Do lado da burguesia, geralmente se acusa Marx de ter tido uma visão catastrófica do desenvolvimento histórico. Na realidade, ao menos no que se refere à política internacional, ele não se engajou a fundo na desmistificação da ideologia harmonizadora da burguesia de seu tempo, a qual celebrava sua expansão planetária como a marcha triunfal da civilização e da paz. São os anos em que Constant profetisa a desaparição ou o declínio do fenômeno da guerra na sequência da expansão do comércio. Mais tarde, Spencer verá a figura do industrial-comerciante suplantar a do guerreiro, no exato momento em que a expansão industrial e comercial da metrópole europeia se realiza não apenas sob o signo de guerras sangrentas nas colônias, mas também sob o de uma rivalidade crescente entre as próprias potências industriais-comerciais, rivalidade que iria ter uma influência nada desprezível no desencadeamento da primeira guerra mundial.
Trata-se de uma concepção que, às vezes, aparece mesmo no Manifesto Comunista. Na metrópole, um processo de pacificação geral parece iniciar-se: “As diferenças e contradições entre os povos desaparecem cada vez mais com o desenvolvimento da burguesia, com a liberdade de comércio, com o mercado mundial, com a uniformização da produção industrial e das condições de vida que lhe são correspondentes” (p. 26).
Parece que se assiste a um declínio do fenômeno da guerra já na sociedade burguesa desenvolvida, sem que seja preciso esperar o comunismo e “com o fim do antagonismo de classes no interior das nações, desaparece também a hostilidade entre as nações” (p. 26).

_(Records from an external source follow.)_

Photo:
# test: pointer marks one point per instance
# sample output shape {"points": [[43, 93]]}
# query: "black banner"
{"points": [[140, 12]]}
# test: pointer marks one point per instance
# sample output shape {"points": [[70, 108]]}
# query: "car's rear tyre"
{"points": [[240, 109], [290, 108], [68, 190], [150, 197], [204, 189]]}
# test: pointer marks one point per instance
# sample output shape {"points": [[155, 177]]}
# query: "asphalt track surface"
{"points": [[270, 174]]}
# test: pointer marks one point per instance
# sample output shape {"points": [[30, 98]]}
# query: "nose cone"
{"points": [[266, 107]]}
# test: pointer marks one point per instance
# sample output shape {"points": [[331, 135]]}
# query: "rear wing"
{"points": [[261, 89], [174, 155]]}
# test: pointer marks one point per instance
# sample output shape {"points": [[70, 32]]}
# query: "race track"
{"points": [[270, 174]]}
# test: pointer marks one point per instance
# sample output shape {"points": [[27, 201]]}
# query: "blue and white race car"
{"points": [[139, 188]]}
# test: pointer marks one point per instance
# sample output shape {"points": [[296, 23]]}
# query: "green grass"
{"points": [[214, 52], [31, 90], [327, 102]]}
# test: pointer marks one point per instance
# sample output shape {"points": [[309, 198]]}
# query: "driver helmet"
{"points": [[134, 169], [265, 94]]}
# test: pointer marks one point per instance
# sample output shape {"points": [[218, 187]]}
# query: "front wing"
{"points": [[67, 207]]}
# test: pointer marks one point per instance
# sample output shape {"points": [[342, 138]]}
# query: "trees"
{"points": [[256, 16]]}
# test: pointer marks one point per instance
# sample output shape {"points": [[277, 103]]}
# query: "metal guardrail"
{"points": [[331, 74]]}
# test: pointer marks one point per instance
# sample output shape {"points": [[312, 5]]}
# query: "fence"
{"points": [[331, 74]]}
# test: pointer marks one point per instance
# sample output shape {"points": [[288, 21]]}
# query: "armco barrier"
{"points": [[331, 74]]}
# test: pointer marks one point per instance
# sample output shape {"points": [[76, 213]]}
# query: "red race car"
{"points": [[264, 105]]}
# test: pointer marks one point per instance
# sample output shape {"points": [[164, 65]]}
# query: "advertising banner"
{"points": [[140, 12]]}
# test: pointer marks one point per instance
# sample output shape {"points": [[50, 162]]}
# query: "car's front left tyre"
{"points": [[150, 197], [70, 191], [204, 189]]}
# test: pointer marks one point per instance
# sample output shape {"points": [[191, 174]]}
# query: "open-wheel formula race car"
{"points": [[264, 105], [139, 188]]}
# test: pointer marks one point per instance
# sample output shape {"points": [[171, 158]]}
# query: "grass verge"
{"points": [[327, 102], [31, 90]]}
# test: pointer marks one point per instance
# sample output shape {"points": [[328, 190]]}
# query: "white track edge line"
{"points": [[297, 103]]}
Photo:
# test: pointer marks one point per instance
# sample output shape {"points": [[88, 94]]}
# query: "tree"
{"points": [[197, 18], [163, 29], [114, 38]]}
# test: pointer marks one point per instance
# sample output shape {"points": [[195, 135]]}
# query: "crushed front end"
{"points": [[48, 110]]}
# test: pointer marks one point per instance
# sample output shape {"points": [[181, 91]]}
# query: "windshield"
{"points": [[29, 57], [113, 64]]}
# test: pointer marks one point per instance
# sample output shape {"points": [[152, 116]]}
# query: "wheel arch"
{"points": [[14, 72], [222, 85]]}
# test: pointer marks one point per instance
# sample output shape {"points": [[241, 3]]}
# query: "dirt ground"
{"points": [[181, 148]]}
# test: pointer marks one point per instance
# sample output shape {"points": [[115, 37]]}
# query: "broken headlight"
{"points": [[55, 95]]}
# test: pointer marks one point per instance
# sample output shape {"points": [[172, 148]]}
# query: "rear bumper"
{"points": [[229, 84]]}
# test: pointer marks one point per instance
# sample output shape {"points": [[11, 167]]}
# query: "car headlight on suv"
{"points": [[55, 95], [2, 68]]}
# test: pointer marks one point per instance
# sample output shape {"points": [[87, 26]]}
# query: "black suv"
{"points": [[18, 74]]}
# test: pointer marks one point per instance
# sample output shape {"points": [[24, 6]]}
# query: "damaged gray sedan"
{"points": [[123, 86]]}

Apenas alguns meses mais tarde, a Nova Gazeta Renana ironiza Ruge por não compreender que o fenômeno da guerra não desaparecia com a extinção do regime feudal e que os países nos quais domina a burguesia não são absolutamente “aliados naturais”, pois estão separados por uma concorrência impiedosa, cuja saída só pode ser justamente a guerra.
De qualquer modo, logo a história demonstraria de maneira trágica que a “interdependência universal” produzida pelo capitalismo não está, absolutamente, em contradição com o fenômeno da “guerra industrial de extermínio”. É uma lição que não convém esquecer.
Novos perigos dramáticos nascem em nossos dias, após o “final da guerra fria”, enquanto o conflito entre capital e trabalho se estende ao nível planetário, levado por uma mundialização que, para dizer mais uma vez com o Manifesto, implica transformar a população de todo o planeta em “instrumentos de trabalho cujo preço varia conforme a idade e o sexo” (p. 15), que são “obrigados a se vender diariamente” (p. 14) e que, submetidos, como as outras mercadorias, “a todas as vicissitudes da concorrência, a todas as turbulências do mercado” (p. 14), veem sua vida oscilar entre “despotismo” de fábrica e desemprego.